Unite members working for Veolia in Bromley, Croydon and Camden have won a pay victory in terms of both pay and terms and conditions. This victory comes at a time when many workers are facing pay cuts and where local government workers have only been offered 1 per cent following years of a pay freeze, and shows that a determined campaign can win real gains for workers.
Our members, employed in waste services in Bromley and Croydon, had voted for strike action in the next stage of what was becoming an increasingly bitter pay dispute. In Camden an indicative ballot had rejected the employer’s latest offer. Pay is negotiated on a site by site and contract by contract basis. While maintaining this principle, the union took a tactical decision to run joint campaigns on all three sites. While the negotiations took place separately, it was the same regional officer at all three sites. This allowed for report backs to all sites and joint working.
The joint campaign also ensured that should it come to industrial action, the employer would not be able to use workers from one site to break a strike at another.
Following indicative ballots at Bromley and Croydon an industrial action ballot took place at both sites and returned a yes vote.
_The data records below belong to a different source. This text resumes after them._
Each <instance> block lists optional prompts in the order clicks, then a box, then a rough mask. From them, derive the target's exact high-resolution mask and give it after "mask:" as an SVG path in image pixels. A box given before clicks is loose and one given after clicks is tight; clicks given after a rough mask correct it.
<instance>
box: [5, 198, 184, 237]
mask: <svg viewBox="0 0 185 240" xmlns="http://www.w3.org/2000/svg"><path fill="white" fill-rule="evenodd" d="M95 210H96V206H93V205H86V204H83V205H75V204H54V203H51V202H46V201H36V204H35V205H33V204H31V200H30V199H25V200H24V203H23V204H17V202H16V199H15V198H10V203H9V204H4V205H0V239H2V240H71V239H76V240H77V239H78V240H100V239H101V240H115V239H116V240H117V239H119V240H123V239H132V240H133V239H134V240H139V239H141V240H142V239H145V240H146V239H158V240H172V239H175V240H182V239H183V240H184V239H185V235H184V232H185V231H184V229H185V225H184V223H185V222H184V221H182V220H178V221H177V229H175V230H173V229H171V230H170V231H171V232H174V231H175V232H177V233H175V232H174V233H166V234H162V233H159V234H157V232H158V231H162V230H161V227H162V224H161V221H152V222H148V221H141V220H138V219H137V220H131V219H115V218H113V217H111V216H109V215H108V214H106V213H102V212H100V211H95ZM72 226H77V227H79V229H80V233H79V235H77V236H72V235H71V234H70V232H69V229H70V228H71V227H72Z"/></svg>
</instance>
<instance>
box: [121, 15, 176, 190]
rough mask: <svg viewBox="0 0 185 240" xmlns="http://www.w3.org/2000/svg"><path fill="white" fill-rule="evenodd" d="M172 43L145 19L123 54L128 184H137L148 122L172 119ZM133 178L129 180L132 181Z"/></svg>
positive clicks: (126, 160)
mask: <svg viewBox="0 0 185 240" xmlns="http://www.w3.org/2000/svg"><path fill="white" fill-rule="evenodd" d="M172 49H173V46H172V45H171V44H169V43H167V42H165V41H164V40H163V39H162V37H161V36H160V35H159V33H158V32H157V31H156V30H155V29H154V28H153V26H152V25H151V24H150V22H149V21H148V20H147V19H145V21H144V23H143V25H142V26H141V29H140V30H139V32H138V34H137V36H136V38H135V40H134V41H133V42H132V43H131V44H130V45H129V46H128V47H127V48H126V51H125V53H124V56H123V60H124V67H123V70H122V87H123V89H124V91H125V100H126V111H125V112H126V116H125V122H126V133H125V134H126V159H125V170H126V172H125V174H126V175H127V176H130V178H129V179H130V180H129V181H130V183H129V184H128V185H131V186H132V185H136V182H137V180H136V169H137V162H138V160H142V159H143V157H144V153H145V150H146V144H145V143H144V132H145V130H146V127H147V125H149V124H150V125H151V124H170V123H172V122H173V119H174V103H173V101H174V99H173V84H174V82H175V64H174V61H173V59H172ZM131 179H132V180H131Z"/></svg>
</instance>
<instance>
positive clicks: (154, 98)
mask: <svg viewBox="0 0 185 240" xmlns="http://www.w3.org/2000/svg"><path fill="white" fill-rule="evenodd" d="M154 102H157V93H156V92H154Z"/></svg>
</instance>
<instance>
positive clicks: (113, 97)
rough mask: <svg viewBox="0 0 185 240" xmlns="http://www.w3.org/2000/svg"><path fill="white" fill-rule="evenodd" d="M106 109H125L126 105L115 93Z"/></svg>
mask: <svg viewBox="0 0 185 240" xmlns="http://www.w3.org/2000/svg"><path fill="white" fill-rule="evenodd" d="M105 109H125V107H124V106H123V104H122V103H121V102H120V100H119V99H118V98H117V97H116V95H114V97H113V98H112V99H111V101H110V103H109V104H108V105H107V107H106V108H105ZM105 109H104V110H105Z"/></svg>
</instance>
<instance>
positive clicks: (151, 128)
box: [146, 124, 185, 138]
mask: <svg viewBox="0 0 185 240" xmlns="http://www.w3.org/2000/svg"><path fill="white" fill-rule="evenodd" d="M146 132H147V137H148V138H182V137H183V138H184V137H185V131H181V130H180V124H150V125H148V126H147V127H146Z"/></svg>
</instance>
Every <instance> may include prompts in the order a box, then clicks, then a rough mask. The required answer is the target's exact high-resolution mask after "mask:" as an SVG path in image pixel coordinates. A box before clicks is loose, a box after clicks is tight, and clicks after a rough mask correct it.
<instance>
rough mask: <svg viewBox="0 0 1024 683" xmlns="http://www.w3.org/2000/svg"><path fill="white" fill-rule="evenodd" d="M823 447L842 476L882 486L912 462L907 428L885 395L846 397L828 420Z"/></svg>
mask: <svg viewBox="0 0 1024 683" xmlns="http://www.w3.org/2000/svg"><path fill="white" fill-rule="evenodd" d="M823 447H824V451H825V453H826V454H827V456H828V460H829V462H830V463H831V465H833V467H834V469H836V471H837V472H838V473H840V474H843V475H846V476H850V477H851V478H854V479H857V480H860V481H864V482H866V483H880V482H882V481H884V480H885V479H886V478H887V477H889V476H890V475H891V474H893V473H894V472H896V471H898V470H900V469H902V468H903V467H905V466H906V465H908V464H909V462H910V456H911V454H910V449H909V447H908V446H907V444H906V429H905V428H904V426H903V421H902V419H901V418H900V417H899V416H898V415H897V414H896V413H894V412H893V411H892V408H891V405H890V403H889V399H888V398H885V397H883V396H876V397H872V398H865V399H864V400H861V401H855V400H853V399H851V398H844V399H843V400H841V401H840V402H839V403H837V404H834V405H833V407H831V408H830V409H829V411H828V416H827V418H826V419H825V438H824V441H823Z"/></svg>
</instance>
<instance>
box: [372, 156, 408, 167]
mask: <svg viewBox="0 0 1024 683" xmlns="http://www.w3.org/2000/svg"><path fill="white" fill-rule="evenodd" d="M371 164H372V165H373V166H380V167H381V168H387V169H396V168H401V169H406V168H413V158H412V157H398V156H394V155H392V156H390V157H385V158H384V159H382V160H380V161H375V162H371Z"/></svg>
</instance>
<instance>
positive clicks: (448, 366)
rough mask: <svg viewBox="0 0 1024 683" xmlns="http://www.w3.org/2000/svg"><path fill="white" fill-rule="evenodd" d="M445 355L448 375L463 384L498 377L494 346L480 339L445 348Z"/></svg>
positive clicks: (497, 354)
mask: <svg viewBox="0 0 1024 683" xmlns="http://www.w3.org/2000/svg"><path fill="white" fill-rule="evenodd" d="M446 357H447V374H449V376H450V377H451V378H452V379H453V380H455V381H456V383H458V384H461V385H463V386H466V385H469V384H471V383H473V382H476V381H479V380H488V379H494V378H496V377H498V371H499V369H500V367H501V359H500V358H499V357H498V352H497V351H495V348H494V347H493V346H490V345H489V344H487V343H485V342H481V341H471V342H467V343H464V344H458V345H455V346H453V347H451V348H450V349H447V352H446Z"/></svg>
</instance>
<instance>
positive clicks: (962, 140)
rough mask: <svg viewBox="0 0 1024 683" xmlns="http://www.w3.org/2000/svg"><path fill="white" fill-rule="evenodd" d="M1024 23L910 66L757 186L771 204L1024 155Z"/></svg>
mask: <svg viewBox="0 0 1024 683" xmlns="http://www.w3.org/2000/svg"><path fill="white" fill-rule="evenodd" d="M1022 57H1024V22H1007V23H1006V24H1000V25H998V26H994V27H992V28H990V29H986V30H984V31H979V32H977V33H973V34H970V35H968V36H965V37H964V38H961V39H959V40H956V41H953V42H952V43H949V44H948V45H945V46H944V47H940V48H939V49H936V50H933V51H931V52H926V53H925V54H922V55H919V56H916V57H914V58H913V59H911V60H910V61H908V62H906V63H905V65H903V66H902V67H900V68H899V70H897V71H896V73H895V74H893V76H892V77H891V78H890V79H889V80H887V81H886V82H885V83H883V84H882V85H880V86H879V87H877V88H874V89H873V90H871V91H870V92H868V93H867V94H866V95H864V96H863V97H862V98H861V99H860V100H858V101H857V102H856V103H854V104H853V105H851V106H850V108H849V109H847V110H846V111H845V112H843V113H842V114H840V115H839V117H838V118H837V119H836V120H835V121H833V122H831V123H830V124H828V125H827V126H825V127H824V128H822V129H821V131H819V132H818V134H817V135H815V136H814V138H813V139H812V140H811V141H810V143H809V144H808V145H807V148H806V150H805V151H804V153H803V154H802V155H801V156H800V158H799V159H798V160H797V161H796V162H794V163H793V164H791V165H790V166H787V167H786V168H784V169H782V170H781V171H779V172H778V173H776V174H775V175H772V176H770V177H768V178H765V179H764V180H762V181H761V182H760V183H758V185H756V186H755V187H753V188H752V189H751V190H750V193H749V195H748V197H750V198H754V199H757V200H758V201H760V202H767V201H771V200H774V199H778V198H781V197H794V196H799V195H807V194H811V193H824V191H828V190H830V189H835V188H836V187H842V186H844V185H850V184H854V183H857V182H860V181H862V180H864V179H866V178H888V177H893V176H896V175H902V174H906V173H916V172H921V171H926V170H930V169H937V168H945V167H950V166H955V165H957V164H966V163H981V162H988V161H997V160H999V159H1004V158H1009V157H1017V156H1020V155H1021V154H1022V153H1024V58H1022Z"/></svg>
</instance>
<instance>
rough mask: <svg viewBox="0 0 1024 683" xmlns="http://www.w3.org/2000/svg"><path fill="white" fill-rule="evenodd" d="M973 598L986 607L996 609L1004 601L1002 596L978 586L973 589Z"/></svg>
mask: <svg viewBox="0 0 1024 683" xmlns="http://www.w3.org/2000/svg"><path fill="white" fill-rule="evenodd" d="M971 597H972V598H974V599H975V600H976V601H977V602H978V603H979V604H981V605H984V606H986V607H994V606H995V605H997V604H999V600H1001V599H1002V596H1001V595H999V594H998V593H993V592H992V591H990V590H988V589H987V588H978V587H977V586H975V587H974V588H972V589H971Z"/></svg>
Camden was a bit further behind in the negotiations, but the union ran an indicative ballot and got the yes vote allowing us to keep this as a further escalation measure.
A publicity campaign was also launched to put our side of the argument.
Once days for strike action were named, the company requested that the strike days be suspended and that Acas talks begin. The union agreed. At Acas, the employer made an improved offer amounting to:
- 2.25 per cent this year (backdated to November for Bromley and January for Croydon)
- 2.25 per cent next year
- Sick pay increased by a week full pay and a week half pay and the same next year
- An increase in annual leave by a day
The offer was also extended to Camden despite the employer initially being unwilling to discuss Camden.
During consultations meetings the majority of members accepted the offer.